A new study suggests that eyes play only a minor role in vision and it is the brain's ability to process the visual inputs into complex images that helps us "see" things.
In the new study of the fruit fly visual system, University of Virginia researchers have found that the very simple eyes of fruit fly larvae, with only 24 total photoreceptors provide just enough light or visual input to allow the animal's relatively large brain to assemble that input into images.
"It blows open how we think about vision," Barry Condron, who oversaw the study, said.
"This tells us that visual input may not be as important to sight as the brain working behind it. In this case, the brain apparently is able to compensate for the minimal visual input," he said.
Condron's graduate students, Elizabeth Daubert, Nick Macedonia and Catherine Hamilton, conducted a series of experiments to test the vision of fruit fly larvae after they noticed an interesting behaviour of the animals during a different study of the nervous system.
They found that when a larva was tethered to the bottom of a petri dish, other larvae were attracted to it as it wiggled attempting to free itself.
The animals apparently saw the writhing motion and were attracted to it, willingly travelling towards it.
After several further experiments to understand how they sensed the motion, the researchers learned that the nearly blind animals likely were seeing the action, by wagging their heads side-to-side in a scanning motion to detect it, rather than by only hearing it or feeling vibration or by smelling the trapped larva.
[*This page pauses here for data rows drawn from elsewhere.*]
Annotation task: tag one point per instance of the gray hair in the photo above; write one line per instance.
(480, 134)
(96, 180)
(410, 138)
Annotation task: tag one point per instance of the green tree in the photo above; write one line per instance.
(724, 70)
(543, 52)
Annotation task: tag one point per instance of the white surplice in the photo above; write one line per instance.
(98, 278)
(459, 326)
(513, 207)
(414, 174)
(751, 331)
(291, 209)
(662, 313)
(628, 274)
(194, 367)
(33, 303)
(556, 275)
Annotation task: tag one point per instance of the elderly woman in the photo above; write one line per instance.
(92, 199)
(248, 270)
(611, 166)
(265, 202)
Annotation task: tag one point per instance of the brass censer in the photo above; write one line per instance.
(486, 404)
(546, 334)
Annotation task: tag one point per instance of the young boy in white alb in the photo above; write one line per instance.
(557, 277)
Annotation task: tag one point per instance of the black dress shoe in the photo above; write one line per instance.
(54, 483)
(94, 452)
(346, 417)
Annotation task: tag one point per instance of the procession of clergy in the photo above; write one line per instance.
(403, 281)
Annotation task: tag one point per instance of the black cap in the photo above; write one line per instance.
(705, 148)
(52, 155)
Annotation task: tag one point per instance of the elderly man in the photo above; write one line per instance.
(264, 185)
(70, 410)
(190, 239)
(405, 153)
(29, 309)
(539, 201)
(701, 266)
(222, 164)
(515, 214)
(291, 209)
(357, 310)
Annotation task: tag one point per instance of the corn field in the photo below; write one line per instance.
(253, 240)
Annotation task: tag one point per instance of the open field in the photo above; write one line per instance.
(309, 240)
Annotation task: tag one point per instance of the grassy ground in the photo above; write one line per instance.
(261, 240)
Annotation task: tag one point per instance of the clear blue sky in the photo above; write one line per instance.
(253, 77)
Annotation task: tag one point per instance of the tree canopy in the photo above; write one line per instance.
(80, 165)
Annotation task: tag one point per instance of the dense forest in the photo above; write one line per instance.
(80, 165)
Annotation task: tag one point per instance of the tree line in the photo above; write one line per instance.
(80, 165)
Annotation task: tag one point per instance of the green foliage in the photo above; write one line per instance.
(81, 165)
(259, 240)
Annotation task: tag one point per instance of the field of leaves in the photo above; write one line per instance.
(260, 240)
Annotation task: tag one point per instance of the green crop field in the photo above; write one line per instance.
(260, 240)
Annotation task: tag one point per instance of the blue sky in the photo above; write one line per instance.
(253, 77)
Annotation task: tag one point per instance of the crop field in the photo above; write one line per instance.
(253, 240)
This was a surprise because of the very simple and limited vision of fruit fly larvae.
"The answer must be in the large, somewhat sophisticated brain of these animals," Condron said.
"They are able to take just a couple dozen points of light and then process that into recognizable images; something like when an astronomer with a small telescope is able to use techniques to refine a limited image into useful information about a star," he said.
Condron believes the animals are able to assemble useful images by rapidly scanning their heads and, in so doing, gather up enough light points to allow the brain to compose a panoramic image clear enough to "see."
The researchers tested this by presenting larva with a video of a writhing larva (therefore no vibration, no sound and no smell) and found that the larvae still detected and sought out the struggling larva on the video.
They also learned that if they slowed down or sped up the video, the larvae were less attracted or not attracted at all to the video larva. They also were not attracted to dead real larva, or to tethered larva of another species, and they also had difficulty finding tethered larva in near darkness.
"Apparently they are - to a very high degree - visually sensitive to detail and rate of motion and can recognize their own species in this way," Condron said.
"This provides us with a good model for trying to understand the role that the brain plays in helping organisms, including humans, to process images, such as recognizing faces," he said.
Condron noted that the head scanning apparently plays an important role in helping the larvae to bring together multiple visual inputs into a unified whole for the brain to process, similar to collecting together multiple pixels to form a picture.
He said people with severe vision loss also tend to use head scanning as a means for collecting a "picture" from very dim light sources. Likewise, visually impaired people who have received experimental retinal implants of just a small number of pixels also often scan their heads to take in enough light to form mental images.
"It's easy for lab biologists to view fruit flies as simple animals that just feed and reproduce, but we are beginning to realize that that may be in contradiction to the big brain," Condron said.
"There's more to what they are able to do than previously thought, whether using that brain for behaviours or for constructing images from a limited visual system," he added.
The study has been published online in the journal Nature Communications.